The AI evaluation problem
Here’s the thing about AI progress – we’re basically flying blind without good benchmarks. Everyone’s building bigger models, but how do we actually know they’re getting smarter? The Slingshots program seems to recognize this fundamental gap. Projects like SWE-Bench co-founder John Boda Yang’s CodeClash aim to create dynamic, competition-based evaluation frameworks that could finally give us meaningful progress metrics.

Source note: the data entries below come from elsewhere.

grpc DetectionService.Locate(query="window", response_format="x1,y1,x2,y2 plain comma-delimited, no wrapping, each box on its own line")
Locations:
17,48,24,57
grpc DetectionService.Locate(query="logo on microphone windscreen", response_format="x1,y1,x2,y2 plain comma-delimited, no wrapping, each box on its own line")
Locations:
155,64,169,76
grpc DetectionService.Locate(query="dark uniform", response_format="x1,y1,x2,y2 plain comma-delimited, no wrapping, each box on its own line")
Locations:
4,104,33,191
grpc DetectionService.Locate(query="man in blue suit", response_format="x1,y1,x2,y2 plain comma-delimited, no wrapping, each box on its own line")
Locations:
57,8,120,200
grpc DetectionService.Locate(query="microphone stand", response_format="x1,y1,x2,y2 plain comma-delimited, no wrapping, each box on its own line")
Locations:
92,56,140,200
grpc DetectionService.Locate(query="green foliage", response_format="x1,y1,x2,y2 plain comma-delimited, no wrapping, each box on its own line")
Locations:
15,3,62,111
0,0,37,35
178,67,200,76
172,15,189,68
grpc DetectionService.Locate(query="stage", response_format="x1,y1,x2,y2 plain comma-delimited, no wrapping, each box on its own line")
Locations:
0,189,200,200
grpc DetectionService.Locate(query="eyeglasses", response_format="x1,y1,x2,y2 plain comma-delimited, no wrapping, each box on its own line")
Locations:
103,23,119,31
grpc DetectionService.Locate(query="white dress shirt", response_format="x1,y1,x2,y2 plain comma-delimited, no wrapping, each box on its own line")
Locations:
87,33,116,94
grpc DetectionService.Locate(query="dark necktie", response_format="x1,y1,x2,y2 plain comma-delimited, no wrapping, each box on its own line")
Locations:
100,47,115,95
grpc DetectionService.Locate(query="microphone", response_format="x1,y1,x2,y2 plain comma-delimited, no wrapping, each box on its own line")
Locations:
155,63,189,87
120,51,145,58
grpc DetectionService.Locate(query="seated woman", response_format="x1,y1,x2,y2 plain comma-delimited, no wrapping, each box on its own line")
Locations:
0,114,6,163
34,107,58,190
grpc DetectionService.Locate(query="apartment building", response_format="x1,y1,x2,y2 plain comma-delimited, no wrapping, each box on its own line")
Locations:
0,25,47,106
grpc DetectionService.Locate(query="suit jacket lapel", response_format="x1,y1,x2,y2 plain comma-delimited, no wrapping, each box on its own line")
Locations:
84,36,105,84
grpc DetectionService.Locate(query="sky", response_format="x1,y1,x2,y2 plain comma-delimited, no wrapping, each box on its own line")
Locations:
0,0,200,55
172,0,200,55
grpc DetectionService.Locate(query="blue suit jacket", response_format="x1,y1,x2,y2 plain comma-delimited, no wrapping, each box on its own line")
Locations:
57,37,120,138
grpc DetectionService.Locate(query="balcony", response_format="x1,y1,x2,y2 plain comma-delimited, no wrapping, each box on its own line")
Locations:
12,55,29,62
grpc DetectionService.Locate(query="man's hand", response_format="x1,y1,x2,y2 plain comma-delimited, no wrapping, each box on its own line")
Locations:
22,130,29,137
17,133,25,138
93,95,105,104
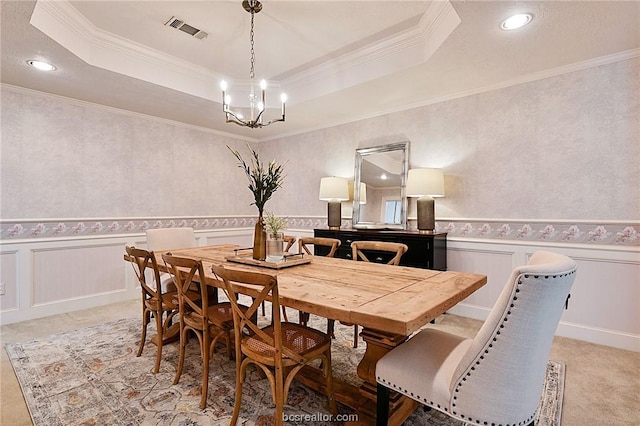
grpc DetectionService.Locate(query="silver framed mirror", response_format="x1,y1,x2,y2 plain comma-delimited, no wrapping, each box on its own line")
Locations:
353,141,409,229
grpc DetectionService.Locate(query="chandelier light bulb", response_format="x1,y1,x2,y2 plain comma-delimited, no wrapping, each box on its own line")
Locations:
500,13,533,31
27,60,56,71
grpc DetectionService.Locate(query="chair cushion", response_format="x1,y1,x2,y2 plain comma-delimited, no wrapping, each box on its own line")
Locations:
376,328,472,411
242,322,331,357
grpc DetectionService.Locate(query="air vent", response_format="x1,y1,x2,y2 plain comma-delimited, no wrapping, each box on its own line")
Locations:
164,16,209,40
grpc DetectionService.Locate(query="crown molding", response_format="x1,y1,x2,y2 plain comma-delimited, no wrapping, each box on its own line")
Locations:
280,1,462,102
30,0,222,102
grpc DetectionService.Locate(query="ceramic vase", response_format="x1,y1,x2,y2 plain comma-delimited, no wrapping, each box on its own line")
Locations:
253,215,267,260
267,232,284,263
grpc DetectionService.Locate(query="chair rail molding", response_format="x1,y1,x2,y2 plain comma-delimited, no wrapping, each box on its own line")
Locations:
0,212,640,352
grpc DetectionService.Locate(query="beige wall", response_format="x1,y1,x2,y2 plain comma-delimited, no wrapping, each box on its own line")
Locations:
0,58,640,220
265,58,640,220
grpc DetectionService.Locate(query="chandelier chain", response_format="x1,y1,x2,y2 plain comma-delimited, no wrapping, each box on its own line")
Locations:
249,9,256,81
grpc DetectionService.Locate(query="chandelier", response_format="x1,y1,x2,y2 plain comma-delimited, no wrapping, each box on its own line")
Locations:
220,0,287,129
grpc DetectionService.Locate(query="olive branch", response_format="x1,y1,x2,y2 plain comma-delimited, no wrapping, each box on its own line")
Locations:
227,144,284,216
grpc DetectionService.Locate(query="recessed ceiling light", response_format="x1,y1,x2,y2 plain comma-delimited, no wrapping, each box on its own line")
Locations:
500,13,533,31
27,60,56,71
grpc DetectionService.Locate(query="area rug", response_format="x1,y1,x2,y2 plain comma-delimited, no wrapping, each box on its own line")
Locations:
5,314,564,426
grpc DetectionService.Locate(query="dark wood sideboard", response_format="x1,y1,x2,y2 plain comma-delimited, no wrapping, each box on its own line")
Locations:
313,229,447,271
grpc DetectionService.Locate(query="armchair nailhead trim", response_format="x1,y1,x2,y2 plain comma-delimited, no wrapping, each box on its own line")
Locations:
377,270,576,426
451,270,576,426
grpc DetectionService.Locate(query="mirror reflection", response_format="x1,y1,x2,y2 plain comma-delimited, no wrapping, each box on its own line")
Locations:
353,142,409,229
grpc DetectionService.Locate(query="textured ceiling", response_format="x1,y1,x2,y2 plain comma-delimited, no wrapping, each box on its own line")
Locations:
1,0,640,140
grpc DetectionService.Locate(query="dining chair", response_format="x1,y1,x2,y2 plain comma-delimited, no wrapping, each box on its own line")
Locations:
162,253,247,409
342,241,409,348
376,251,577,426
145,227,196,289
125,246,178,374
212,265,337,426
298,237,342,338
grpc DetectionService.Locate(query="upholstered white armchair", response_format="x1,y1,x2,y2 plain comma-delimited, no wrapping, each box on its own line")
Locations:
376,251,576,426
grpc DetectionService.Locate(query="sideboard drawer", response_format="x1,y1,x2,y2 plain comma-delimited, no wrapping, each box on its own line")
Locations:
314,229,447,271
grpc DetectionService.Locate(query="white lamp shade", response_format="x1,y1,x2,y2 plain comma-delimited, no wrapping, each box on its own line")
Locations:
319,176,349,201
406,169,444,197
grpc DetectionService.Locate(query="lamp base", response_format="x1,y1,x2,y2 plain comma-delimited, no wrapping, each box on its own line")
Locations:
327,201,342,230
417,197,436,234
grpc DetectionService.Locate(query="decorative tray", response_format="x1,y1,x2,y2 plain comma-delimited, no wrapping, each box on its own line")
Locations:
225,253,311,269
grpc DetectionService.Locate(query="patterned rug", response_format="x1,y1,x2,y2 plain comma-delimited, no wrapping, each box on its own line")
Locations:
6,313,564,426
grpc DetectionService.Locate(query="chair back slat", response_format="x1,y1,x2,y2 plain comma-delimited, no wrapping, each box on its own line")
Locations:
212,265,305,365
298,237,342,257
125,246,162,299
162,253,209,327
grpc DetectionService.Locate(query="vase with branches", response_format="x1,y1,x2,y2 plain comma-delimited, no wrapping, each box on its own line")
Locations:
264,212,287,262
227,144,284,260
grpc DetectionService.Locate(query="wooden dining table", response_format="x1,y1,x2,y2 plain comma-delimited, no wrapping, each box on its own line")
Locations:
125,244,487,425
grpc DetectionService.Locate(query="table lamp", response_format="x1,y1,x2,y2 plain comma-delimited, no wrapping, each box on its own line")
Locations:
319,176,349,230
406,169,444,233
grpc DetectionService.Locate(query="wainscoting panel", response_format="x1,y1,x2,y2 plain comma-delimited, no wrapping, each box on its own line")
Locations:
447,237,640,352
33,243,126,306
0,221,640,352
0,250,18,311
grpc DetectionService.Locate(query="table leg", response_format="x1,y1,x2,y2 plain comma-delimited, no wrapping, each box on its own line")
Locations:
296,329,419,425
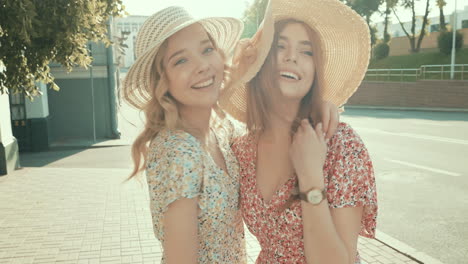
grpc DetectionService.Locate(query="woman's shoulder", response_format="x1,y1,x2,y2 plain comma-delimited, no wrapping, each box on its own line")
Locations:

Bridging the academic-industrial gap
What’s really interesting here is how this program tries to solve the compute access problem. Academic researchers often have brilliant ideas but can’t afford the GPU time to test them. Meanwhile, companies hoard compute resources for proprietary projects. The Slingshots model basically says: here’s the infrastructure, now go build something real. It’s a smart play – fund the research, get the IP, and potentially spin out viable companies. But does this create the right incentives for open science?
The coming benchmark wars
Yang’s comment about worrying “about a future where benchmarks just become specific to companies” hits hard. We’re already seeing this with proprietary evaluations that basically say whatever the company wants them to say. Independent benchmarks like those coming from Slingshots projects could become crucial counterweights. The real test will be whether these academic efforts can keep pace with corporate AI development speeds. Otherwise, we risk ending up with evaluation standards that are already obsolete by publication.